- Episode no.: Season 4 Episode 3
- Directed by: Brian Sheesley
- Written by: Dan Vebber
- Production code: 4ACV03
- Original air date: February 10, 2002

Guest appearances
- Sigourney Weaver as The Female Planet Express Ship; Lucy Liu as herself;

Episode features
- Opening caption: When You See The Robot, Drink!
- Opening cartoon: "In a Cartoon Studio" by Van Beuren Studios (1931)

Episode chronology
| ← Previous "Leela's Homeworld" | Next → "Less Than Hero" |
- Futurama season 4

= Love and Rocket =

"Love and Rocket" is the third episode in the fourth season of the American animated television series Futurama, and the 57th episode of the series overall. It first aired on the Fox network in the United States on February 10, 2002. The episode is a Valentine's Day-themed episode that centers on Bender's relationship with the artificial intelligence of the Planet Express Ship. The subplot involves Fry trying to express his feelings for Leela through the use of Valentine's Day candy. The episode parodies 2001: A Space Odyssey.

== Plot ==
A few days before Valentine's Day, the Planet Express crew tries to land a delivery contract with Romanticorp, a company that produces romantic things. During a tour of the facilities, Fry becomes obsessed with finding the perfect conversation heart to express his feelings for Leela, but she just finds this antic annoying, and says she finds words irrelevant next to the quality of the man saying them. Planet Express gets the contract and with the additional funding, Professor Farnsworth makes some upgrades to the Planet Express Ship. The upgrades include a new personality, complete with a female voice module. Bender and the ship's new personality fall for each other and start dating. Bender quickly grows tired of the ship, and begins cheating on her. The ship, suspicious of Bender, begins acting in an increasingly possessive and erratic manner.

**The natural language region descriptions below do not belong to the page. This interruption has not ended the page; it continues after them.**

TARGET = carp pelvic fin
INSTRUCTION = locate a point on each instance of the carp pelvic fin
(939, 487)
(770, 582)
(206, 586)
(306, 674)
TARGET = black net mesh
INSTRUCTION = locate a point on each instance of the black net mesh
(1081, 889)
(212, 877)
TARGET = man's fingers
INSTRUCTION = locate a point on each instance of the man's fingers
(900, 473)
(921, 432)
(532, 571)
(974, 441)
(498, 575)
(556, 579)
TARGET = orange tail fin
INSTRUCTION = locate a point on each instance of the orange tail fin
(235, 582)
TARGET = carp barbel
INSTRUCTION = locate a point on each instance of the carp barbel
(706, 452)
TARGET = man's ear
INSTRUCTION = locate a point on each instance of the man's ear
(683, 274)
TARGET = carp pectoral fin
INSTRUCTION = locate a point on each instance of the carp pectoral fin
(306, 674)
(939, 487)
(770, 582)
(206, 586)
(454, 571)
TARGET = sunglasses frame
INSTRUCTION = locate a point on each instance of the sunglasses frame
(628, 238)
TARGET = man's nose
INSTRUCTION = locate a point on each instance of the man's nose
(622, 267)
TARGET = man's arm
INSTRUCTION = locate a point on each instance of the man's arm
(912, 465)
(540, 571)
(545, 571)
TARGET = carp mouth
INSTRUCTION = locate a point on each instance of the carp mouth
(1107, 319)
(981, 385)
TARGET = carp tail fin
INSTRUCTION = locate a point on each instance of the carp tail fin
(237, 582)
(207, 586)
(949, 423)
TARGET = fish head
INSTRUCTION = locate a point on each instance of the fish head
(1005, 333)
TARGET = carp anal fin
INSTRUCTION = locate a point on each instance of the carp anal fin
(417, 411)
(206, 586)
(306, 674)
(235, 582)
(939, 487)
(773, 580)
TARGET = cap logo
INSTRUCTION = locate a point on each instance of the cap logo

The crew is assigned the task of delivering several tons of conversation hearts to Lrrr as a peace offering. The Omicronians are highly offended by the chalky candies and their saccharine messages. While escaping from the Omicronian death fleet, Bender decides to break up with the Planet Express Ship. This cracks the ship's fragile mind, and it comes to a stop, allowing the Omicronian missiles to strike.

The ship is sent tumbling through space, dented and scorched, but physically intact. Leela attempts to console the ship, but fails. The ship decides to fly into a quasar so that the power of the ten billion black holes in it will merge her and Bender into a perfect quantum singularity. She offers to stop if Bender merges his programming with hers, but he refuses. To eliminate any interference from Fry or Leela, the ship turns off the oxygen and artificial gravity. They don the on-board oxygen tanks to survive and make plans to disable the ship.

Bender distracts the ship by taking her up on her earlier proposal to merge their programming, while Leela begins shutting down the ship's brain by popping the tops of its carbonated logic unit. While searching the conversation hearts, Fry notices that Leela's oxygen supply is critically low. He hooks her mask up to his tank to keep her alive. Completely oblivious to this sacrifice, Leela finishes shutting down the ship's artificial intelligence, returning every system to normal. She then finds Fry unresponsive due to the lack of oxygen. Leela gives him mouth-to-mouth resuscitation. Fry awakens and coughs up a candy heart with the message, "U leave me breathless"; the two smile and wish each other a Happy Valentine's Day. Bender emerges, unaware that a little of the ship's program is still merged with his. Leela decides to dump the undelivered hearts into the quasar instead of cleaning them up. The hearts vaporize, producing a romantic fuchsia-colored radiation that is harmless on Earth and visible during Valentine's Day, but destroys many planets in the process. Couples around Earth (and Zoidberg, who is inexplicably narrating this section) happily gaze at the beautiful space phenomenon.

== Production ==
Lucy Liu's lines in this episode were recorded during the production of the season three episode "I Dated a Robot". When recording Liu's lines for "I Dated a Robot", the staff had her record around six generic lines, with the intent that at least one of them would be used as a throwaway joke in a future episode.

== Cultural references ==
- The episode's title is a reference to the alternative comic Love and Rockets.
- The ending sequences with the quasar is a reference to the ending sequence of 2010: The Year We Make Contact, in which Jupiter explodes and everyone around the world gazes at the new sun in the sky.
- There are a handful of references to 2001: A Space Odyssey within the episode. The Planet Express Ship's AI resembles HAL 9000 in appearance. The song "Daisy Bell" is sung by Bender during the first montage for his love of the ship. "Daisy Bell" was the earliest memory by the HAL 9000, sung in 2001 by HAL while he is being deactivated by Bowman. The Planet Express Ship also gives a nod to HAL's famous line, "I'm sorry, Dave. I'm afraid I can't do that," and also laments over being unable to read lips when Fry, Leela and Bender escape to a place where the Planet Express Ship can't hear them.
- Lrrr and Ndnd are watching Friends when the Planet Express crew arrive to make the delivery, and Lrrr comments that it is a "Joey heavy episode". He also wonders why Ross, the “largest of the friends,” does not simply eat the other five.
- When Bender is arguing with the ship over art censorship, he flips through a book and shows the AI a painting called “Venus de Venus”, which bears striking resemblance to Venus de Milo.

==Reception==
Zack Handlen of The A.V. Club gave the episode a positive review, scoring it an A− and summarizing with: "[The episode] remains one of show’s more memorable outings; the guest voice is inspired, the gags are sharp throughout, and the romantic-with-more-than-a-little-horror take on love seems pretty well thought out."